Clinical variant classification of pathogenic versus benign genetic variants remains a challenge in clinical genetics. Recently, the proposition of genomic foundation models has improved the generic variant effect prediction (VEP) accuracy via weakly-supervised or unsupervised training. However, these VEPs are not diseasespecific, limiting their adaptation at the point of care. To address this problem, we propose DYNA: Disease-specificity fine-tuning via a Siamese neural network broadly applicable to all genomic foundation models for more effective variant effect predictions in disease-specific contexts. We evaluate DYNA in two distinct diseaserelevant tasks. For coding VEPs, we focus on various cardiovascular diseases, where gene-disease relationships of loss-of-function vs. gain-of-function dictate disease-specific VEP. For non-coding VEPs, we apply DYNA to an essential posttranscriptional regulatory axis of RNA splicing, the most common non-coding pathogenic mechanism in established clinical VEP guidelines.

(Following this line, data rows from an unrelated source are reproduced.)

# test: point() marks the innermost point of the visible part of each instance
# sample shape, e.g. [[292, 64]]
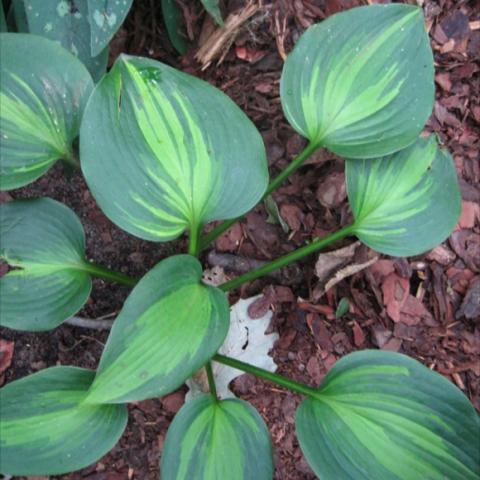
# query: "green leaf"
[[105, 17], [173, 21], [217, 440], [41, 106], [382, 415], [212, 7], [47, 430], [169, 327], [3, 20], [67, 22], [44, 241], [361, 82], [163, 151], [406, 203]]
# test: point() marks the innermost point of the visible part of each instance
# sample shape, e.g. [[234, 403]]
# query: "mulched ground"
[[427, 307]]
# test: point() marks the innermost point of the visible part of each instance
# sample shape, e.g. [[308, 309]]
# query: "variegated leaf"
[[169, 327], [406, 203], [217, 440], [44, 243], [382, 415], [179, 152], [361, 82], [41, 106], [47, 430], [67, 23]]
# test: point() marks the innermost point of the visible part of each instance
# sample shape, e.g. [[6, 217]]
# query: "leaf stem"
[[211, 380], [317, 244], [285, 382], [194, 240], [294, 165], [107, 274]]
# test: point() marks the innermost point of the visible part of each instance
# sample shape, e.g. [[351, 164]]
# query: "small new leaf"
[[406, 203]]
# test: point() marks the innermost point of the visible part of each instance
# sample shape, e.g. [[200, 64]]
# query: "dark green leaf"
[[41, 106], [217, 440], [67, 22], [173, 21], [406, 203], [169, 327], [105, 18], [44, 241], [382, 415], [361, 82], [212, 7], [47, 430], [163, 151]]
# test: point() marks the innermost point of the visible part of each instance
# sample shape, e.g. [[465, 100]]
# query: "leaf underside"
[[41, 106], [67, 22]]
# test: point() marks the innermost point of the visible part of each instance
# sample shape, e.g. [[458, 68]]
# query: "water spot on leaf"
[[63, 8]]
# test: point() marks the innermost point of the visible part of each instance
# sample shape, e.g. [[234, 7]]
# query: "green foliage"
[[406, 203], [68, 23], [165, 140], [384, 415], [46, 428], [41, 106], [210, 439], [361, 82], [165, 153], [44, 241], [170, 307]]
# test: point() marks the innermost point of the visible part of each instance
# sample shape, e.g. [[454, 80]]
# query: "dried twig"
[[218, 43], [89, 323]]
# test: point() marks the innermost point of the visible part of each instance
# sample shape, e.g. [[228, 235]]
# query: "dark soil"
[[427, 307]]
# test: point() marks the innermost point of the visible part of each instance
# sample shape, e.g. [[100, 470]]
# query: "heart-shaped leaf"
[[47, 430], [361, 82], [382, 415], [180, 152], [169, 327], [41, 106], [406, 203], [216, 440], [44, 241], [67, 23], [105, 17]]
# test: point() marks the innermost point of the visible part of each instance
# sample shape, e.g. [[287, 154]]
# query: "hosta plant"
[[164, 153]]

The DYNA fine-tuned models show superior performance in the held-out rare variant testing set and are further replicated in large, clinically-relevant variant annotations in ClinVAR. Thus, DYNA offers a potent disease-specific variant effect prediction method, excelling in intra-gene generalization and generalization to unseen genetic variants, making it particularly valuable for disease associations and clinical applicability. Clinical variant interpretation is transforming precision medicine, yet limitations exist that prevent its further adaptations and utilities [1]. Following a disease diagnosis, the identification and classification of pathogenic vs benign genetic variant has important clinical implications. The outcome of clinical variant interpretation provides a basis for clinical screening [2, 3] and genetic testing of first-degree family members [4], and may serve as a prognostic marker for the affected patient [5, 6]. Currently, the utility of genetic testing is limited by the fact that a substantial proportion (30-50%) of yielded variants are classified as variant of uncertain significance (VUS) according to the ACMG guidelines [7].